The bill completely lifts time restrictions for suing institutions that supervised or enabled abusers, and gives victims who previously ran into time limits the ability to file lawsuits now. The bill also caps the amount of financial damages that could be awarded to victims who successfully sue.
Final approval in the Senate is expected in the coming days. The House of Delegates has not yet advanced the bill, but it is expected to eventually pass that chamber as well.
Both chambers have now passed bills that will let voters decide whether the right to an abortion should be enshrined in the Maryland Constitution.

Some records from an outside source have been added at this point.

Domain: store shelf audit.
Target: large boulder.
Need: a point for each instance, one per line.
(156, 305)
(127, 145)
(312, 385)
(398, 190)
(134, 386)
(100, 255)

Should it become law, the bill says that “every person, as a central component of an individual’s rights to liberty and equality, has the fundamental right to reproductive freedom,” and the state cannot infringe upon that right, according to the text of the bill.
The Senate on Monday passed an identical version, and after a few procedural steps, Marylanders will have this choice before them on the 2024 general election ballot.
Abortion is already legal in Maryland. But lawmakers took this step after the U.S. Supreme Court struck down the landmark Roe v. Wade decision, which guaranteed the right to an abortion.
When can Marylanders legally buy marijuana?
If the bills keep cranking through the sausage grinder as they have, Marylanders should be able to legally buy cannabis on July 1.
Most existing medical cannabis dispensaries will pay a fee to convert their licenses so they can sell to recreational consumers by then. The recreational cannabis product will likely be the same, just taxed 6% at the register. Medical cannabis will remain tax-free.
The legislative gears started churning through the Senate on this issue last week. The bill has already passed the House.
So far, it seems lawmakers from both chambers agree the bill is a priority for this legislative session, especially if they want to stomp out the illicit market. If the Senate and House versions of the bill differ, a gaggle of legislators from each side will get together to iron out the differences.